In a close 5-4 decision issued on June 26, 2018, the U.S. Supreme Court struck down the California state law aimed directly at pro-life pregnancy care centers who oppose abortion and offer women with unplanned pregnancies a life-giving alternative. The law, known as the Reproductive FACT Act, required the pro-life centers, which provide a variety of services such as ultrasounds, pregnancy tests, and counseling, to advertise government-funded free and low-cost abortions in their centers.

See Focus on the Family President Jim Daly’s video response to the ruling.

What’s the case about?

No person should be compelled by government to speak a message contrary to their beliefs. Yet that is exactly what the California legislature attempted here. Although the government had numerous ways to get its message out to the public, they chose the one avenue that would inflict the heaviest burden on people and organizations with a religious and/or moral belief against abortion.

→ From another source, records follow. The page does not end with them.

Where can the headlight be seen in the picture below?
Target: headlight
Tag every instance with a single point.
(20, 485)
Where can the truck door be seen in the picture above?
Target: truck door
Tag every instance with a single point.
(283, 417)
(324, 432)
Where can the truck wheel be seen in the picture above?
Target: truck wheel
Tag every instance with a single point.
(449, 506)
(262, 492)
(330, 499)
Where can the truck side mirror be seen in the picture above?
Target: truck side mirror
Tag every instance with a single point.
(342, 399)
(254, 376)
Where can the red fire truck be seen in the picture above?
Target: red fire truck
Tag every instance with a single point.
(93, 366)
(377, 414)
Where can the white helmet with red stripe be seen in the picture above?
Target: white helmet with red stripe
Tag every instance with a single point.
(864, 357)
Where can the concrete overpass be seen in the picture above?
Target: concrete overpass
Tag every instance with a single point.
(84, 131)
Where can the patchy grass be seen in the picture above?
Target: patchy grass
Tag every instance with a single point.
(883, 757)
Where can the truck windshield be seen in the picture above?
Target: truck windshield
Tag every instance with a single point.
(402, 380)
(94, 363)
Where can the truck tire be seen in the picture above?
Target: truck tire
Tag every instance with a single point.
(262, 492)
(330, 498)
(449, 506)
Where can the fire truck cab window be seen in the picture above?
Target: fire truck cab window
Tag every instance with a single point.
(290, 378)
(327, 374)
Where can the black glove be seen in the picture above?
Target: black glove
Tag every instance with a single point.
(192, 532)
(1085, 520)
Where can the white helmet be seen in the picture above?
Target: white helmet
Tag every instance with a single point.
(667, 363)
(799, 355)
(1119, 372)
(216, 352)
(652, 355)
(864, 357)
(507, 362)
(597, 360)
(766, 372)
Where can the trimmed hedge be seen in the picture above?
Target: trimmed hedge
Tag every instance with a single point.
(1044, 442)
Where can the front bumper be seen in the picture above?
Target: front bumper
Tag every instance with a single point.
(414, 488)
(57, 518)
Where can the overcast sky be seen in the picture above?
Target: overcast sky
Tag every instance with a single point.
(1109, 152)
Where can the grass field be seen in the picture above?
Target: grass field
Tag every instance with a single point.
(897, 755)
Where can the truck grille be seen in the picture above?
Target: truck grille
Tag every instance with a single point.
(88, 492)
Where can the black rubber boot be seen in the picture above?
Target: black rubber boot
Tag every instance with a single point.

Thankfully, the Supreme Court stood firm in a classic defense of free speech. To quote Justice Kennedy’s concurring opinion:

“Governments must not be allowed to force persons to express a message contrary to their deepest convictions. Freedom of speech secures freedom of thought and belief. This law imperils those liberties.”

Who are the parties?

“NIFLA” stands for National Institute of Family and Life Advocates. It is a national non-profit organization comprised of 1430 pro-life pregnancy resource centers across the country (110 in California that are subject to the FACT Act). These centers provide licensed medical services such as ultrasound and urine pregnancy testing, and/or unlicensed non-medical services such as furnishing diapers and maternity clothing, counseling and support groups to women in unplanned pregnancies. “Becerra” is Xavier Becerra, the current California Attorney General, the state’s chief law enforcement office.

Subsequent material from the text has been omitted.